Dylan, mon fils, n’a pas accepté ce changement de vie et m’en a fait voir de toutes les couleurs : insultes, joints, alcool, filles, décrochage scolaire et conneries sur conneries, jusqu’à ce qu’il ouvre les yeux et s’assagisse. À présent, il est devenu DJ dans une boîte de nuit, je pense que ça l’a aidé en quelque sorte. Fort heureusement, depuis, il a repris ses études et avec son bac en poche, il souhaite intégrer une école spécialisée. Cette dernière année n’a pas été facile pour lui non plus. Il est tombé amoureux mais visiblement ce n’était pas réciproque, la jeune ado a profité des sentiments de Dylan pour rendre jaloux un ex-petit ami.

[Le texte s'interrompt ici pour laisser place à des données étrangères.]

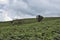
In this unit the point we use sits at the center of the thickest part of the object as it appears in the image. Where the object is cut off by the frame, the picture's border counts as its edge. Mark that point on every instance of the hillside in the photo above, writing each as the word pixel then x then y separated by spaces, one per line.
pixel 30 29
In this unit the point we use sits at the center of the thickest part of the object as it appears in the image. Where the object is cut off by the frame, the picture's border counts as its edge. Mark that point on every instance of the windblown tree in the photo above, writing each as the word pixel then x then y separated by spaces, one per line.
pixel 39 18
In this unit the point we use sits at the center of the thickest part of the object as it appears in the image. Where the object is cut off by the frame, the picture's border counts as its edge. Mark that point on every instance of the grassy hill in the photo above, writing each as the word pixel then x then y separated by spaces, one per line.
pixel 30 29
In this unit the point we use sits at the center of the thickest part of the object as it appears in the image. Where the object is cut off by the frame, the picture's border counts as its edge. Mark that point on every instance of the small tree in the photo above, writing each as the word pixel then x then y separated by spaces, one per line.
pixel 39 18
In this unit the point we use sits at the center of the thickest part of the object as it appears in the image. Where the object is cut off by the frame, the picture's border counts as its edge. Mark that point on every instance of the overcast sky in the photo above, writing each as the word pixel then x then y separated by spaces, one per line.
pixel 13 9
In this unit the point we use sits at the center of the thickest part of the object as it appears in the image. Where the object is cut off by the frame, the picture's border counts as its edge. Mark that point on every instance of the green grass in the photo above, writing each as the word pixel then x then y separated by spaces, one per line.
pixel 47 29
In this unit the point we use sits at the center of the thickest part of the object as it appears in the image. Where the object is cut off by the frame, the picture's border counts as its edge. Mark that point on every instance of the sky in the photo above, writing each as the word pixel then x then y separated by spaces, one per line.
pixel 19 9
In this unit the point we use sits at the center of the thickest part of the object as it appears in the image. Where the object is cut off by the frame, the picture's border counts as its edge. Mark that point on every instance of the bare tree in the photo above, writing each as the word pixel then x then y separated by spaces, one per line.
pixel 39 18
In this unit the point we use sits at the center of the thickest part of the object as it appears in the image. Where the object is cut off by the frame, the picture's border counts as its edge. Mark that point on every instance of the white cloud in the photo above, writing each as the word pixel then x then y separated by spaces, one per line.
pixel 30 8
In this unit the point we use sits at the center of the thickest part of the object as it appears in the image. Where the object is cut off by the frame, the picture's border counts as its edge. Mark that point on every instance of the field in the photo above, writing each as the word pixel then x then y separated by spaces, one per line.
pixel 30 29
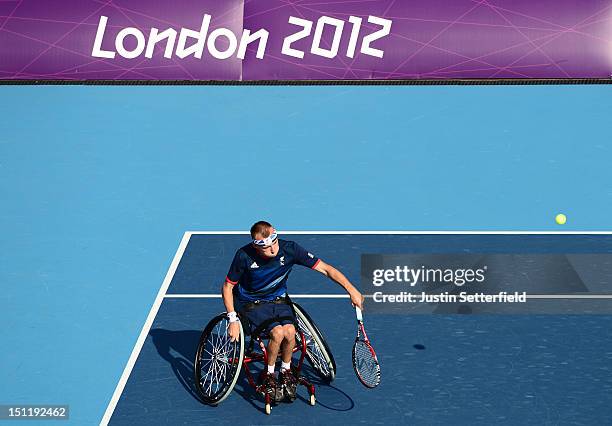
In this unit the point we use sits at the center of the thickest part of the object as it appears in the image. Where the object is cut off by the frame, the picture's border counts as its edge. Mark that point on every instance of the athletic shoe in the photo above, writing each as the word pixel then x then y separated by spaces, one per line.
pixel 288 384
pixel 269 385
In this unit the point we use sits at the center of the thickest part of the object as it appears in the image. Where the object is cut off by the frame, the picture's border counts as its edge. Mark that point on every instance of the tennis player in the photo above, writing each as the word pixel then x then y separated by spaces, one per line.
pixel 260 270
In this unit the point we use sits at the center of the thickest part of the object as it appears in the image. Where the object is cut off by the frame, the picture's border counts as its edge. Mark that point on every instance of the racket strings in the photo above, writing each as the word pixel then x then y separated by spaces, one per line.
pixel 366 364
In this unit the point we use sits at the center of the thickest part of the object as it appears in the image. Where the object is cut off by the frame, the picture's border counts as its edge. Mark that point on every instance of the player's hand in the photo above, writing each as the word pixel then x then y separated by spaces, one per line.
pixel 357 299
pixel 234 330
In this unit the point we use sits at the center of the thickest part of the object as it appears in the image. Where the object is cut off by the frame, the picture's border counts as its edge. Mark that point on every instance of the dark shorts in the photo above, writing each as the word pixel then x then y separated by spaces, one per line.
pixel 266 311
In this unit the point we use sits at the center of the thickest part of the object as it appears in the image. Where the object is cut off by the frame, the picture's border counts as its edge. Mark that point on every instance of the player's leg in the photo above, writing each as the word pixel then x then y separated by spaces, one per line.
pixel 287 379
pixel 288 343
pixel 277 335
pixel 258 316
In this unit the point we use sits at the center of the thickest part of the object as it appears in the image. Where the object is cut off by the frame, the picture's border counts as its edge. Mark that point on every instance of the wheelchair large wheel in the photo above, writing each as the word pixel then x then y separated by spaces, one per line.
pixel 318 353
pixel 218 361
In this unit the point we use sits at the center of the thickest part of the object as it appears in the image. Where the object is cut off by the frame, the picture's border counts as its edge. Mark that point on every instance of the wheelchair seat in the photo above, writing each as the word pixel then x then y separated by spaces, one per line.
pixel 219 361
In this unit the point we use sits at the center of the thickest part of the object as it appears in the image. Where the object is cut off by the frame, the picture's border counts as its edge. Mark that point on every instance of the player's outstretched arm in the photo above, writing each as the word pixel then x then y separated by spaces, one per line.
pixel 338 277
pixel 228 301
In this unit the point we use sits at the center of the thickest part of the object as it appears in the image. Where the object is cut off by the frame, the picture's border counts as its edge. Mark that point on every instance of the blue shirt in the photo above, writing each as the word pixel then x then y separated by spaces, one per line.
pixel 260 278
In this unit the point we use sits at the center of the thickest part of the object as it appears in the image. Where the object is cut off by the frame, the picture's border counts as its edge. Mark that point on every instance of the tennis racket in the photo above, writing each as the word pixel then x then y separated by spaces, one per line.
pixel 365 361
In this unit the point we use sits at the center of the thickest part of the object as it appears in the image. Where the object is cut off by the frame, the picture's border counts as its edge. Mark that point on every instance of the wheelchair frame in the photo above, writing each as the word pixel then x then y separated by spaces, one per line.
pixel 234 360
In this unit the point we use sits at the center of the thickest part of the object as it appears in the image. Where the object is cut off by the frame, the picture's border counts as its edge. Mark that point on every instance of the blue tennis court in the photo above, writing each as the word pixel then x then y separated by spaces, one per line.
pixel 99 184
pixel 460 369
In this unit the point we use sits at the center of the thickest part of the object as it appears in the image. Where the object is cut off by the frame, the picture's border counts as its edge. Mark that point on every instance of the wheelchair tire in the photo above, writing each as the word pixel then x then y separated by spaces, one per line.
pixel 318 352
pixel 218 361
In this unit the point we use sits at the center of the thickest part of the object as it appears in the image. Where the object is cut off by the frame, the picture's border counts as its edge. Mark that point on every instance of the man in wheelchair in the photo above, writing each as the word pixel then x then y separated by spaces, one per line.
pixel 260 270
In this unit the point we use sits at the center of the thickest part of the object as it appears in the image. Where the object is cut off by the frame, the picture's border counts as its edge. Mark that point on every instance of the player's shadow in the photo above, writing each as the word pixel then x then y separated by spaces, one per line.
pixel 178 348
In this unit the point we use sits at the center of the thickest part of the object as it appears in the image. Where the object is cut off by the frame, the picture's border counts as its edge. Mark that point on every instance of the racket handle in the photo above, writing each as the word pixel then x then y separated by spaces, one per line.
pixel 358 312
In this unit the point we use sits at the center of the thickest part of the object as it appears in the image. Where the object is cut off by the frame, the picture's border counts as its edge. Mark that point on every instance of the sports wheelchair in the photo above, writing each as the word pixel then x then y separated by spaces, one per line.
pixel 219 361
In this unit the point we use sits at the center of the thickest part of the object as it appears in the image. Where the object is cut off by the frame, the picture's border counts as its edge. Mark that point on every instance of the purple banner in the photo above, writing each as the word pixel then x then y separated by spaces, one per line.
pixel 304 40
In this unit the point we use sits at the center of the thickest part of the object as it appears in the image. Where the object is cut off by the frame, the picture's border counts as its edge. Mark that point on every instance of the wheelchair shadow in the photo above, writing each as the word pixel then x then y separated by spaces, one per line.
pixel 178 348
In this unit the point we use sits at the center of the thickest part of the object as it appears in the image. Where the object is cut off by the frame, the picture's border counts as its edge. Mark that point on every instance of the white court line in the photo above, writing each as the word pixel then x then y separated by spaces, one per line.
pixel 346 296
pixel 145 331
pixel 411 232
pixel 179 254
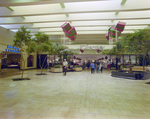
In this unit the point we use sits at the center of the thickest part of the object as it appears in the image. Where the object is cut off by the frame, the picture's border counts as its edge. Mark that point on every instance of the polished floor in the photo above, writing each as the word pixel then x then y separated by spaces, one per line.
pixel 78 95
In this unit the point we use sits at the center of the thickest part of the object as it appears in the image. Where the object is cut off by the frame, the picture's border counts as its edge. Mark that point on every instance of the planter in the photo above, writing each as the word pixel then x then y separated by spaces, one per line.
pixel 56 70
pixel 78 68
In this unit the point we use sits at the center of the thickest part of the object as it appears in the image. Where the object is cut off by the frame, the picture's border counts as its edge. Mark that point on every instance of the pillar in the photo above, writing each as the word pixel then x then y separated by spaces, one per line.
pixel 0 62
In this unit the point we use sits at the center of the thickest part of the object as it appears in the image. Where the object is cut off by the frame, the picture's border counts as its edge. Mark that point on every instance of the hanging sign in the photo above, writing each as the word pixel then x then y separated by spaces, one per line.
pixel 12 49
pixel 101 48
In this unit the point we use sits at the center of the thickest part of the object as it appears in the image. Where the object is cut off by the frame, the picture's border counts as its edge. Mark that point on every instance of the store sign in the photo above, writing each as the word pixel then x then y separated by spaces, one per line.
pixel 101 48
pixel 12 49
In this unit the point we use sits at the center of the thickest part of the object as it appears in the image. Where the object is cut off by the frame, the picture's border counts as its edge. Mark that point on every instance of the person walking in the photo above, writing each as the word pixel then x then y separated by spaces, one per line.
pixel 92 67
pixel 101 66
pixel 65 64
pixel 97 66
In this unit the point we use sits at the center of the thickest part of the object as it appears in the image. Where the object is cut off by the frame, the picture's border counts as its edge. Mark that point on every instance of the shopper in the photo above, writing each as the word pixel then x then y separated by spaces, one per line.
pixel 65 64
pixel 88 64
pixel 92 67
pixel 101 66
pixel 97 65
pixel 119 65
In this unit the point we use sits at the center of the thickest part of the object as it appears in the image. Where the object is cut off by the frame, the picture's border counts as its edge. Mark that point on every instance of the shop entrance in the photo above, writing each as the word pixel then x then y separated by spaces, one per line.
pixel 10 60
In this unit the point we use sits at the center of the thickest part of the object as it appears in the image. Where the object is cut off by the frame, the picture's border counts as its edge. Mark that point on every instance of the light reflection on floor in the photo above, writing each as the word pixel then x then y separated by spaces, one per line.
pixel 79 95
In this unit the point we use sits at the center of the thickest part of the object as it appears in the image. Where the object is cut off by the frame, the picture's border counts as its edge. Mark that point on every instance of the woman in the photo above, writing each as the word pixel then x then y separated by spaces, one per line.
pixel 65 64
pixel 101 66
pixel 92 67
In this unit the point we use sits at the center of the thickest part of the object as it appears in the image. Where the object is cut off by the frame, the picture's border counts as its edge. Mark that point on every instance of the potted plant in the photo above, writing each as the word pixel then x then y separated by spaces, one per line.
pixel 56 68
pixel 24 42
pixel 77 68
pixel 43 45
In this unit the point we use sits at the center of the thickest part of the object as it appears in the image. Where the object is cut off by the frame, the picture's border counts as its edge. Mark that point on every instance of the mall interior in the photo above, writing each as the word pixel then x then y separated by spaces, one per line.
pixel 119 86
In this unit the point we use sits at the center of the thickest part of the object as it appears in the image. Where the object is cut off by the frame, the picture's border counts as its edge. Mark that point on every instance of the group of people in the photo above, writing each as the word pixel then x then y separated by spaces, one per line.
pixel 98 66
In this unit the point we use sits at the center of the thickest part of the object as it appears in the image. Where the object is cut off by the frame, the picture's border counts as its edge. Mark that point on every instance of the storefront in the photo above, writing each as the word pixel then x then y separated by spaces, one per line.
pixel 10 60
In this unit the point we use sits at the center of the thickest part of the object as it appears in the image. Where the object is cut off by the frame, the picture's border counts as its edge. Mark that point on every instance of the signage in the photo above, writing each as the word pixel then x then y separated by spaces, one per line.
pixel 101 48
pixel 12 49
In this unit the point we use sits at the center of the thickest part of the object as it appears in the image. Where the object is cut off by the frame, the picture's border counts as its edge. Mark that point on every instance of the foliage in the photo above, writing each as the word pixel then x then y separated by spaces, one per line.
pixel 23 40
pixel 57 49
pixel 43 45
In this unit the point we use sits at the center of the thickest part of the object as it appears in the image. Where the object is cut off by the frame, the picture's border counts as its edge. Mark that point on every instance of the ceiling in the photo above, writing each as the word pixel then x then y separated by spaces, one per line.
pixel 91 18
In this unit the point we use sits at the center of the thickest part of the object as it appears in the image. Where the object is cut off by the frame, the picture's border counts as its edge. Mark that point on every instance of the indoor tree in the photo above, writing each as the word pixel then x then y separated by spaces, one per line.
pixel 23 41
pixel 138 43
pixel 43 45
pixel 57 49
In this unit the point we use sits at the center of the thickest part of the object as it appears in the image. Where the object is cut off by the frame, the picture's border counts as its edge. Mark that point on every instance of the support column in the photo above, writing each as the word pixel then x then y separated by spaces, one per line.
pixel 0 61
pixel 116 36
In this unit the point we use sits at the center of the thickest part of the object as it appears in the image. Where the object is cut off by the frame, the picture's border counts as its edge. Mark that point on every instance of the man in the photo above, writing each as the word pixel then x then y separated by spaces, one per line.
pixel 65 64
pixel 98 65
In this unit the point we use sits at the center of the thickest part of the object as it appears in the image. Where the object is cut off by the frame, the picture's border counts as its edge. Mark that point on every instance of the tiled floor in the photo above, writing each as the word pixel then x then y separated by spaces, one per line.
pixel 79 95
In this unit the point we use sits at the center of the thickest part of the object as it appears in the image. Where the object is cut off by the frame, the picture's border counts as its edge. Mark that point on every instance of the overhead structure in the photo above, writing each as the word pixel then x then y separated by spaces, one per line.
pixel 90 18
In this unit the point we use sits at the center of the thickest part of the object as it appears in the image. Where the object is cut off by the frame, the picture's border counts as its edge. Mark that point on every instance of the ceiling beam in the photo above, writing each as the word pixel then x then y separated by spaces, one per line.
pixel 89 7
pixel 62 5
pixel 11 9
pixel 123 2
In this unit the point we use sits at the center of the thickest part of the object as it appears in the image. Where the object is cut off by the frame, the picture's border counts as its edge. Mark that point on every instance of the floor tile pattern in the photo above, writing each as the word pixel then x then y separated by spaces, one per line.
pixel 78 95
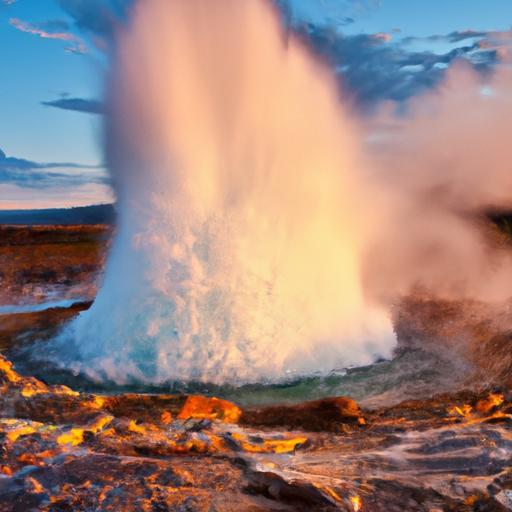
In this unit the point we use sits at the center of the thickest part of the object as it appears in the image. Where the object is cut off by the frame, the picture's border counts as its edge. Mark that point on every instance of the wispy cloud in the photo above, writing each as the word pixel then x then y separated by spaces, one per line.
pixel 77 105
pixel 54 29
pixel 27 173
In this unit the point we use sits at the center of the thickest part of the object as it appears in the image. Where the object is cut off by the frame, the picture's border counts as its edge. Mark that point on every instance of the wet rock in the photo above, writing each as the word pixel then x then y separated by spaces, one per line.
pixel 329 414
pixel 303 496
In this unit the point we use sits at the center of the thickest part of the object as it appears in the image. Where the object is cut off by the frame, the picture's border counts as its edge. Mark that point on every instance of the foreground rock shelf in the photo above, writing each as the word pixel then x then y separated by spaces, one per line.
pixel 66 451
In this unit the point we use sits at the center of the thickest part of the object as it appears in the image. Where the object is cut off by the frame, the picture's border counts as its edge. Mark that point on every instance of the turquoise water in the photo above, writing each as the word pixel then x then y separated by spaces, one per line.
pixel 413 373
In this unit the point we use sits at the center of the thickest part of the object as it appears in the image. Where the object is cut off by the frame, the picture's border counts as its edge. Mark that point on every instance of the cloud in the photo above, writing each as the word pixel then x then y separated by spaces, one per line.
pixel 26 173
pixel 97 17
pixel 54 29
pixel 373 69
pixel 77 105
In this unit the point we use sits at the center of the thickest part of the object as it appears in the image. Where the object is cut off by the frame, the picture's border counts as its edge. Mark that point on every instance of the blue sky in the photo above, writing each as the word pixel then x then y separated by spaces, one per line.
pixel 53 52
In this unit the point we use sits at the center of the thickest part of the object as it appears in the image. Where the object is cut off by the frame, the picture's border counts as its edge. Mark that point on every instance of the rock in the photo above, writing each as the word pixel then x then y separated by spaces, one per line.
pixel 201 407
pixel 325 414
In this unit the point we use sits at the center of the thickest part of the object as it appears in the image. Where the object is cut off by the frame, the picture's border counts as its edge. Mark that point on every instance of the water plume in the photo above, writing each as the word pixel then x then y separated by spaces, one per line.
pixel 241 206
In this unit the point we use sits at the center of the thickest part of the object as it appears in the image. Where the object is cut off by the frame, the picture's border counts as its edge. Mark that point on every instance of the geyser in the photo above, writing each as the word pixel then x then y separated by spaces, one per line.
pixel 239 182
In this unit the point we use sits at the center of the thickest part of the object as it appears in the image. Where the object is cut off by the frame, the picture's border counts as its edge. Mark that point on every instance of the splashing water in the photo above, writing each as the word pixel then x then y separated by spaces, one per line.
pixel 238 174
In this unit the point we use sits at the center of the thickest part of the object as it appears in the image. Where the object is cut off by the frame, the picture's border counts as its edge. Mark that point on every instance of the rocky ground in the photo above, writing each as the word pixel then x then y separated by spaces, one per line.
pixel 66 451
pixel 62 450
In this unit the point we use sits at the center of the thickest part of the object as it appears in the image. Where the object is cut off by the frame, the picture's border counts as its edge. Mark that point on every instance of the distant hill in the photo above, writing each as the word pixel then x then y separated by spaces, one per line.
pixel 97 214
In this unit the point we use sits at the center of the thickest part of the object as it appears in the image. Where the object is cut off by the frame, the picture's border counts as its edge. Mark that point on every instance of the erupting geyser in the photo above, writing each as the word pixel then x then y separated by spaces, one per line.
pixel 238 175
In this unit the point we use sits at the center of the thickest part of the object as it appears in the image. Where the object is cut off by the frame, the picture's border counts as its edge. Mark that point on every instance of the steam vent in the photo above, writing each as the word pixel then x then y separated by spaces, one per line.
pixel 256 256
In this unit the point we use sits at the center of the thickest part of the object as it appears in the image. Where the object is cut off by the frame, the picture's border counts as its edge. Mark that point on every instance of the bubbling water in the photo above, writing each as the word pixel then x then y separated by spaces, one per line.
pixel 239 183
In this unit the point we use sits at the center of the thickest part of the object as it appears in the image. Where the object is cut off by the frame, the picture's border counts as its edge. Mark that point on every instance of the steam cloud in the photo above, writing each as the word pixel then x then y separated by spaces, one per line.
pixel 260 235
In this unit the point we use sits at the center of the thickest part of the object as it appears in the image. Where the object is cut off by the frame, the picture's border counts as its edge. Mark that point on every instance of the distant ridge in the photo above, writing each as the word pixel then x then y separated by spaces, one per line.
pixel 96 214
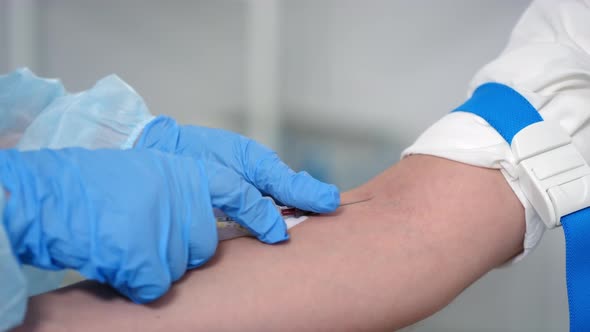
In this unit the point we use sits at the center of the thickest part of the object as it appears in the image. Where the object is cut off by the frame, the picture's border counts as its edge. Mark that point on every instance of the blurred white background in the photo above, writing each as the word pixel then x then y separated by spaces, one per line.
pixel 338 87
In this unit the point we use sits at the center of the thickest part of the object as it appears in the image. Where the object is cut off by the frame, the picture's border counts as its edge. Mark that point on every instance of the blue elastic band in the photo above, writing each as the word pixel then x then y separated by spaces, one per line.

Le mois dernier, la manipulation a opéré puisqu’elle est partie rejoindre à Rome le petit copain en question et en a profité pour poursuivre ses études là-bas. Le voir si mal en point a retourné mon cœur de maman, plus encore car je connais très bien ce que l’on ressent dans ces moments-là. Avec le recul, je me dis que c’est plus l’égo qui en prend un coup que le cœur en vérité. Bien sûr, j’aurais aimé que mon fils parte à la fac, mais après tout autant qu’il fasse ce dont il a envie sans avoir de regrets plus tard. Quoi qu’il choisisse pour son avenir, je serai toujours fière de lui. Dylan ressemble beaucoup à mon père, je lui dis souvent et à chaque fois il s’admire devant le miroir. Il a des cheveux bruns, de magnifiques yeux bleus et dépasse déjà le mètre quatre-vingts, de plus il a commencé la musculation, et toutes les filles lui courent après. Bon ça j’aime moins, je n’ai pas envie qu’il devienne un dragueur, j’essaye de lui faire comprendre qu’il est important de respecter la gent féminine.
Pour Choupette non surtout pas ce surnom… Cassandra pardon, je ne sais pas trop pourquoi elle déteste ce sobriquet à présent, mieux vaut donc éviter de l’appeler ainsi. Bref, ma fille a dix-huit ans, elle est dans la recherche de sa vie future, évidemment j’ai eu droit sans arrêt aux éternels « personne ne me comprend » ou encore « Je ne serai jamais aimée par un garçon tellement je suis moche ». Les problèmes existentiels qu’une adolescente peut rencontrer en fait. Oui, Cassie est magnifique, elle a une longue chevelure auburn, des yeux en amande d’un brun doré encadré de longs cils, c’est une vraie beauté. Elle ne se rend même pas compte que les copains de son frère ne la regardent plus comme avant. Elle sera bientôt femme et bien plus car elle va devenir maman. Elle vient juste d’atteindre la majorité, mais il n’empêche que je m’inquiète énormément. Pourtant, j’ai confiance en elle, je sais qu’elle aura à cœur d’élever son enfant avec beaucoup d’amour. Pourtant, il ne faut pas se leurrer, elle aura beaucoup de mal à tout assumer financièrement. Cassie m’a expliqué que le père du bébé était une rencontre d’un soir, qu’elle n’avait pas réfléchi aux conséquences.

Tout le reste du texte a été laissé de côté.